Ein Dieb hätte es ihm nicht so geschickt nachthun können. Es schien, als wären seine Füße, als wäre sein Körper nicht von Fleisch und Blut: so leise, so luftig, so schattenhaft strich er in diesem Gemache umher. Er öffnete zuerst einige Kästchen und einen Schrank;.. hier fand er nichts als Dinge, die dahin gehören und mit denen man jedes Schlafgemach ausstattet.

Er schritt sodann zu einem Tische und zog dessen Schubladen heraus. Er fand nichts. — Er hob den Deckel ab — auch hier nichts; — er untersuchte die Winkel, Ritzen, ja selbst die Unterlage der Füße, wie er es früher bei dem Schranke gethan: nichts, nichts! —

Jetzt trat er zu einem Repositorium, auf welchem einige Bücher standen. Zuerst prüfte er das Gestell, sodann bespionirte er die Bücher, Blatt für Blatt....

Halt! hier fand er Etwas: einen Zettel mit den Zahlen: 58 — 21 — 333 — und 578 — —. Was war das? Sicherlich eine Chiffersprache. — Konnte es aber nichts Anderes sein? — Und was hätte es sein sollen? — Mit der Lotterie machte seine Gemahlin sich niemals etwas zu thun... Also steckte hinter diesen Zahlen gewiß irgend ein verborgener Sinn, von dem man nicht haben wollte, daß er einem Andern bekannt werde. —

Mit zitternden Fingern ergriff der Mann das Papier, faltete es und steckte es zu sich.... dann fuhr er mit seiner Nachsuchung fort.

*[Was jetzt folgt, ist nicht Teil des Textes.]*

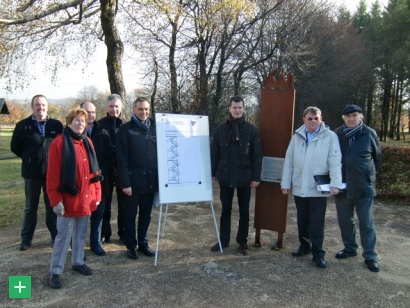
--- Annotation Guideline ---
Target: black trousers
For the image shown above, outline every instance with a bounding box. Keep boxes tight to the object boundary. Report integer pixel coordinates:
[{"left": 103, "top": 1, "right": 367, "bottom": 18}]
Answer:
[
  {"left": 124, "top": 192, "right": 154, "bottom": 249},
  {"left": 101, "top": 176, "right": 126, "bottom": 241},
  {"left": 219, "top": 185, "right": 251, "bottom": 246},
  {"left": 295, "top": 196, "right": 327, "bottom": 258}
]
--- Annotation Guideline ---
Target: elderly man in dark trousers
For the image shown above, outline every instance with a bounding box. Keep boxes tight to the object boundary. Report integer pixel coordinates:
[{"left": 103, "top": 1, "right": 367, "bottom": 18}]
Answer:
[
  {"left": 211, "top": 96, "right": 262, "bottom": 256},
  {"left": 335, "top": 104, "right": 381, "bottom": 272},
  {"left": 10, "top": 94, "right": 63, "bottom": 250},
  {"left": 98, "top": 94, "right": 125, "bottom": 243},
  {"left": 115, "top": 97, "right": 158, "bottom": 260},
  {"left": 80, "top": 101, "right": 115, "bottom": 256}
]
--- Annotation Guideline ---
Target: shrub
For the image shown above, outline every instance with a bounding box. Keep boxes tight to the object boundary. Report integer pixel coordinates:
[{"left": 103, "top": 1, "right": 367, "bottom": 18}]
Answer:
[{"left": 376, "top": 146, "right": 410, "bottom": 205}]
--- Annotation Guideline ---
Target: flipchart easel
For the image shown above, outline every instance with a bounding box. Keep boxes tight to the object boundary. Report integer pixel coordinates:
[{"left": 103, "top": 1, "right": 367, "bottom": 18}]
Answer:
[{"left": 154, "top": 113, "right": 222, "bottom": 266}]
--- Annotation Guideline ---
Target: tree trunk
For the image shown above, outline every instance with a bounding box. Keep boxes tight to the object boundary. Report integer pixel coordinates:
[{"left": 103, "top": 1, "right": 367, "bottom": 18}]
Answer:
[{"left": 100, "top": 0, "right": 126, "bottom": 99}]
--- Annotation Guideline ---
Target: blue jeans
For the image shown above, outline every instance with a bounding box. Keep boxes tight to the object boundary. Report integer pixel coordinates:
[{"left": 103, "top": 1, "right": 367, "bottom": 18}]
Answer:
[
  {"left": 124, "top": 191, "right": 154, "bottom": 249},
  {"left": 295, "top": 196, "right": 327, "bottom": 258},
  {"left": 90, "top": 198, "right": 105, "bottom": 248},
  {"left": 219, "top": 185, "right": 251, "bottom": 246},
  {"left": 335, "top": 195, "right": 377, "bottom": 260},
  {"left": 21, "top": 179, "right": 57, "bottom": 243}
]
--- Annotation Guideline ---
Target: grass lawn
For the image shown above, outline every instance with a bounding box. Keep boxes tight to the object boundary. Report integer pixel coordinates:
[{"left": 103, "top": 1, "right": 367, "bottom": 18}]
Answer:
[{"left": 0, "top": 185, "right": 26, "bottom": 228}]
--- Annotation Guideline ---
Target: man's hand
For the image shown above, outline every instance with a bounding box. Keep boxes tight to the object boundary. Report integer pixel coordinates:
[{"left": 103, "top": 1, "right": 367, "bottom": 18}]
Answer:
[
  {"left": 282, "top": 189, "right": 290, "bottom": 195},
  {"left": 330, "top": 187, "right": 339, "bottom": 196},
  {"left": 53, "top": 202, "right": 65, "bottom": 216},
  {"left": 251, "top": 181, "right": 260, "bottom": 188},
  {"left": 122, "top": 187, "right": 132, "bottom": 197}
]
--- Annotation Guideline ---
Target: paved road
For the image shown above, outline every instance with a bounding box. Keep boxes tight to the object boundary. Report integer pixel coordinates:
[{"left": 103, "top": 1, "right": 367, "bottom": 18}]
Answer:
[{"left": 0, "top": 191, "right": 410, "bottom": 308}]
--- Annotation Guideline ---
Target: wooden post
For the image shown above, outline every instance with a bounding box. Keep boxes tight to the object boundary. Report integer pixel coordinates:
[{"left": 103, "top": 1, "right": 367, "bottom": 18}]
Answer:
[{"left": 254, "top": 70, "right": 296, "bottom": 249}]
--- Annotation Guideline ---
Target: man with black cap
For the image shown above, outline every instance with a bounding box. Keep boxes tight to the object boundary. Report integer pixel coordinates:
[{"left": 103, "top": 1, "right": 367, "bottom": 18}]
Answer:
[{"left": 335, "top": 104, "right": 381, "bottom": 272}]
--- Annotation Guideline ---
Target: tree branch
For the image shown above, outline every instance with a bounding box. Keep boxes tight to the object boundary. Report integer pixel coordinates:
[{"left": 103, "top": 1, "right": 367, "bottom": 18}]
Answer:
[{"left": 0, "top": 0, "right": 85, "bottom": 25}]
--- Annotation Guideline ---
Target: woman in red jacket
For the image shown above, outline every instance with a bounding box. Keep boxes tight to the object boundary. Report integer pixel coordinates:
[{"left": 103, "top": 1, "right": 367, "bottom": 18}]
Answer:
[{"left": 47, "top": 108, "right": 103, "bottom": 289}]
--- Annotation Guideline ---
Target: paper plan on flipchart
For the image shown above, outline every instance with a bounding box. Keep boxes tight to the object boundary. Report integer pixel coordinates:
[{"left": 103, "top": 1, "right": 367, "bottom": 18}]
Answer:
[{"left": 163, "top": 117, "right": 202, "bottom": 185}]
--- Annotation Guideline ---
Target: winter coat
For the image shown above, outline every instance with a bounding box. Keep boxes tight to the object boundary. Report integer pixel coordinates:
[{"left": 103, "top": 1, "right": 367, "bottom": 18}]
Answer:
[
  {"left": 211, "top": 120, "right": 262, "bottom": 187},
  {"left": 47, "top": 134, "right": 101, "bottom": 217},
  {"left": 98, "top": 113, "right": 124, "bottom": 145},
  {"left": 115, "top": 119, "right": 158, "bottom": 194},
  {"left": 335, "top": 125, "right": 381, "bottom": 199},
  {"left": 10, "top": 116, "right": 63, "bottom": 179},
  {"left": 90, "top": 122, "right": 115, "bottom": 197},
  {"left": 281, "top": 122, "right": 342, "bottom": 197}
]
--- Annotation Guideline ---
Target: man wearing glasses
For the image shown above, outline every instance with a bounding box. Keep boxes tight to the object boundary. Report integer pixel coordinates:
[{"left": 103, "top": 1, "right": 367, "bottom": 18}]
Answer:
[
  {"left": 281, "top": 107, "right": 342, "bottom": 268},
  {"left": 335, "top": 104, "right": 381, "bottom": 272}
]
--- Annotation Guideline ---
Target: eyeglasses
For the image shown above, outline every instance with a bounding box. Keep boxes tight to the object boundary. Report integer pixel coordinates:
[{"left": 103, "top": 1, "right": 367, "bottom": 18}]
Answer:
[{"left": 72, "top": 119, "right": 85, "bottom": 124}]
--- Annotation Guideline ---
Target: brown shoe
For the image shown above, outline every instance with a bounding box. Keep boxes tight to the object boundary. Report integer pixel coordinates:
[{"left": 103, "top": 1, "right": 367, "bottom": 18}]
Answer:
[
  {"left": 239, "top": 244, "right": 249, "bottom": 256},
  {"left": 211, "top": 243, "right": 229, "bottom": 251}
]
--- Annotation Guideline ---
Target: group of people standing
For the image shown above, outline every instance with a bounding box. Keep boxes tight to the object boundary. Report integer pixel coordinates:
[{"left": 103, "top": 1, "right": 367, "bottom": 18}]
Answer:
[
  {"left": 281, "top": 104, "right": 381, "bottom": 272},
  {"left": 11, "top": 94, "right": 380, "bottom": 288},
  {"left": 11, "top": 94, "right": 158, "bottom": 289}
]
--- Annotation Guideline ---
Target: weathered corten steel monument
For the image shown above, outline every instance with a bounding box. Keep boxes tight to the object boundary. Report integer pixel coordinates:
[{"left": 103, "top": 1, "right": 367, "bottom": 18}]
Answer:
[{"left": 254, "top": 69, "right": 296, "bottom": 249}]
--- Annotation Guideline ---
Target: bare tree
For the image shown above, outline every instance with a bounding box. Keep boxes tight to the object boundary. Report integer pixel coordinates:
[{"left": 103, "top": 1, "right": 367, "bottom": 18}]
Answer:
[{"left": 0, "top": 0, "right": 125, "bottom": 97}]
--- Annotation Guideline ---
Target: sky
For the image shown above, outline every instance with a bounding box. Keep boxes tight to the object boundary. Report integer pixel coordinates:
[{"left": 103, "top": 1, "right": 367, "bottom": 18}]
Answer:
[{"left": 0, "top": 0, "right": 388, "bottom": 101}]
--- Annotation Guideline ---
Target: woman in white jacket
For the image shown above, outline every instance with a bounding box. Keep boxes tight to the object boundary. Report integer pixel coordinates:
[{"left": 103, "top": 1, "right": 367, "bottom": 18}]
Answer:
[{"left": 281, "top": 107, "right": 342, "bottom": 268}]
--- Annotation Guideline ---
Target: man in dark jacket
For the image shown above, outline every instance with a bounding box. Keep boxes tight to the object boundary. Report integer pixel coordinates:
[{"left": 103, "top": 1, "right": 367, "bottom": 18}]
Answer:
[
  {"left": 10, "top": 94, "right": 63, "bottom": 250},
  {"left": 80, "top": 102, "right": 115, "bottom": 256},
  {"left": 115, "top": 97, "right": 158, "bottom": 260},
  {"left": 335, "top": 105, "right": 381, "bottom": 272},
  {"left": 98, "top": 94, "right": 125, "bottom": 242},
  {"left": 211, "top": 96, "right": 262, "bottom": 255}
]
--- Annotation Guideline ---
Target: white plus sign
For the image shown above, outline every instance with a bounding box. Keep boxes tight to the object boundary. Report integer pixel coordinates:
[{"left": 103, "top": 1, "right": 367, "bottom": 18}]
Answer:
[{"left": 14, "top": 281, "right": 26, "bottom": 293}]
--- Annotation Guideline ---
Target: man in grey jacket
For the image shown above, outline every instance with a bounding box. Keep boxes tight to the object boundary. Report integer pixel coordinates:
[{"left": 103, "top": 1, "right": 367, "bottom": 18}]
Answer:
[
  {"left": 335, "top": 104, "right": 381, "bottom": 272},
  {"left": 281, "top": 107, "right": 342, "bottom": 268}
]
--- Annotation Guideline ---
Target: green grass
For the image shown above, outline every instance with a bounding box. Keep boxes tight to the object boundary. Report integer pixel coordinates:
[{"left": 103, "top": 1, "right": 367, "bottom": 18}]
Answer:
[
  {"left": 0, "top": 158, "right": 23, "bottom": 187},
  {"left": 0, "top": 185, "right": 25, "bottom": 228}
]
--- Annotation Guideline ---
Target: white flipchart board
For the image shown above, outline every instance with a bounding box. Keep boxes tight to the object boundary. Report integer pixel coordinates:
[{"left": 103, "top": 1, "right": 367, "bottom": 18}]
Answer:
[{"left": 155, "top": 113, "right": 213, "bottom": 204}]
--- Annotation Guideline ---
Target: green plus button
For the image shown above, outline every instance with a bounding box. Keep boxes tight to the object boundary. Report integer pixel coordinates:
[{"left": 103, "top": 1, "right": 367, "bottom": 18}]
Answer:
[{"left": 9, "top": 276, "right": 31, "bottom": 298}]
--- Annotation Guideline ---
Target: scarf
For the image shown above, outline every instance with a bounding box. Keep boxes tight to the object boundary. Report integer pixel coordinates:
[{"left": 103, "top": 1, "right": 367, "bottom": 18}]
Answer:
[
  {"left": 228, "top": 114, "right": 245, "bottom": 142},
  {"left": 343, "top": 121, "right": 363, "bottom": 145},
  {"left": 58, "top": 126, "right": 104, "bottom": 196}
]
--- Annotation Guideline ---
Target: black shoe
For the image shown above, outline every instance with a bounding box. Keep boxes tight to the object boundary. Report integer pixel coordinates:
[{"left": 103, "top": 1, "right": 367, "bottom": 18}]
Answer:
[
  {"left": 138, "top": 245, "right": 155, "bottom": 257},
  {"left": 71, "top": 264, "right": 93, "bottom": 276},
  {"left": 90, "top": 245, "right": 106, "bottom": 256},
  {"left": 48, "top": 274, "right": 62, "bottom": 289},
  {"left": 335, "top": 249, "right": 357, "bottom": 259},
  {"left": 211, "top": 243, "right": 229, "bottom": 251},
  {"left": 19, "top": 242, "right": 31, "bottom": 251},
  {"left": 292, "top": 247, "right": 310, "bottom": 257},
  {"left": 364, "top": 260, "right": 380, "bottom": 273},
  {"left": 239, "top": 244, "right": 249, "bottom": 256},
  {"left": 312, "top": 257, "right": 326, "bottom": 268},
  {"left": 127, "top": 248, "right": 138, "bottom": 260}
]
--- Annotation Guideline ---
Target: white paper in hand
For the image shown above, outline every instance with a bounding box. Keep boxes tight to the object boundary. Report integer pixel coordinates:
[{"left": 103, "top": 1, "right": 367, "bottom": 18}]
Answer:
[{"left": 152, "top": 191, "right": 159, "bottom": 208}]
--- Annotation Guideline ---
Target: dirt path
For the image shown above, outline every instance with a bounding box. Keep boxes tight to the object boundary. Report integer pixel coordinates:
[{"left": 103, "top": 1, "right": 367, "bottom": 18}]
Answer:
[{"left": 0, "top": 186, "right": 410, "bottom": 308}]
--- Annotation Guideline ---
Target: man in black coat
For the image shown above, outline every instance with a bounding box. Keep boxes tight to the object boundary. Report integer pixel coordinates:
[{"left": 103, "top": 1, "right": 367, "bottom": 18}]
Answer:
[
  {"left": 335, "top": 104, "right": 381, "bottom": 272},
  {"left": 115, "top": 97, "right": 158, "bottom": 260},
  {"left": 80, "top": 101, "right": 115, "bottom": 256},
  {"left": 211, "top": 96, "right": 262, "bottom": 255},
  {"left": 10, "top": 94, "right": 63, "bottom": 250},
  {"left": 98, "top": 94, "right": 125, "bottom": 242}
]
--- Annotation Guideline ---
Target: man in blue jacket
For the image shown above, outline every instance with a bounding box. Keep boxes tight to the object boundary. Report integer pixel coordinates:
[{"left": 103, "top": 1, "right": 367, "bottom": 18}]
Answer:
[
  {"left": 80, "top": 101, "right": 115, "bottom": 256},
  {"left": 10, "top": 94, "right": 63, "bottom": 250},
  {"left": 115, "top": 97, "right": 158, "bottom": 260},
  {"left": 335, "top": 104, "right": 381, "bottom": 272},
  {"left": 211, "top": 96, "right": 262, "bottom": 256}
]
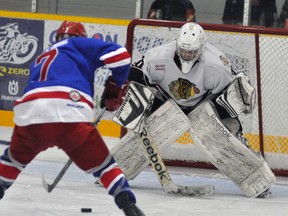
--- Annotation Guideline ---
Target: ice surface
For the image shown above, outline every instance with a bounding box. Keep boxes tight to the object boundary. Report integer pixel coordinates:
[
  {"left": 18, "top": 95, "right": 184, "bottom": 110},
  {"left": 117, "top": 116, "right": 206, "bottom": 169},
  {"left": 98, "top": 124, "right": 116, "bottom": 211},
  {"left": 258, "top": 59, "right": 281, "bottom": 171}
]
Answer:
[{"left": 0, "top": 127, "right": 288, "bottom": 216}]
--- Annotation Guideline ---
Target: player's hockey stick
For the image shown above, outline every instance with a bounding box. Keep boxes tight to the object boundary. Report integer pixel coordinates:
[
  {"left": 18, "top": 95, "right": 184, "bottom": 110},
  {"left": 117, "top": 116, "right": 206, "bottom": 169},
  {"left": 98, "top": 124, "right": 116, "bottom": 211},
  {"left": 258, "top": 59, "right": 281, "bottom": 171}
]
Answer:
[
  {"left": 113, "top": 82, "right": 214, "bottom": 197},
  {"left": 42, "top": 108, "right": 106, "bottom": 193}
]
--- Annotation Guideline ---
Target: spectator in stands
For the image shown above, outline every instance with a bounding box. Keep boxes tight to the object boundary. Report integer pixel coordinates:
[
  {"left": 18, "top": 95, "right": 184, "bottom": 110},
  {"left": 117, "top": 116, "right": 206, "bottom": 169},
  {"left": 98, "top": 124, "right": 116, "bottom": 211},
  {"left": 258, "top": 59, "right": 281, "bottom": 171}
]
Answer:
[
  {"left": 278, "top": 0, "right": 288, "bottom": 28},
  {"left": 222, "top": 0, "right": 277, "bottom": 27},
  {"left": 147, "top": 0, "right": 196, "bottom": 22}
]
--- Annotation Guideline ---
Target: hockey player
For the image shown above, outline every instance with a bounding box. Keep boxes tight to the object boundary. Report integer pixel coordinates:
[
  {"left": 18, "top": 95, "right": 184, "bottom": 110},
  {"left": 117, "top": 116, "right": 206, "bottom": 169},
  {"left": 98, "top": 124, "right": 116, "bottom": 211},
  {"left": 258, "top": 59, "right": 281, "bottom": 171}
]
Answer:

Unter dem Repositorium lag eine halbverwelkte Hortensie. Woher kam diese? Sie mußte erst gestern gepflückt worden sein — — aber gestern war ja Cölestine nicht im Garten gewesen, sie hatte sich mit ihrer Garderobe unterhalten. Freilich konnte sie sich eine Hortensie durch den Bedienten haben holen lassen, denn in ihrem Garten gab es deren.... Aber das schien nicht wahrscheinlich, denn Cölestine pflegte sonst diese Blume nicht zu lieben.... Wie, wenn es ein Geschenk jenes eitel-glänzenden jungen Mannes wäre — dessen sprechendes Bild diese reizende aber duftlose Blume war? Unwillkührlich mochte das Schicksal sie ihm in die Hand gespielt haben — denn das Schicksal liebt solche Ironien. — Indeß... so weit konnte die Vertraulichkeit der Beiden doch noch nicht reichen?! — — Ach, wer wird dies entscheiden wollen! Alles war möglich und das Schlimmste um so eher! — — Wie schön reimte sich Folgendes zu einander: Cölestine hatte gestern die Blume empfangen, (vielleicht ließ der Chevalier sie zufällig fallen) — sie legte dieselbe an ihr Herz — ganz dicht an’s Herz — und dort blieb die Hortensie bis zum Augenblicke des Schlafengehens, wo sie unter die Bücher fiel. —

Er steckte auch sie zu sich.

Jetzt gab es in diesem Gemache nichts mehr zu untersuchen und unser Mann ging hinaus, um sein Geschäft in den andern Gemächern fortzusetzen... Da stand zuerst das Boudoir. — Ach hier in den tausend Fächern, Büchsen, Dosen — Schatullen und Kästchen — hinter diesen tausend Decken, Vorhängen, Falten und Draperien — — unter diesen Kissen, Pölstern, Teppichen — was konnte da nicht Alles versteckt werden? Alexander verzweifelte fast an dem Erfolge einer Untersuchung, die er hier anstellen sollte.... Er wußte nicht, wo er anzufangen habe.... Doch die Eifersucht weiß sich immer Rath zu schaffen; auch ermüdet sie niemals.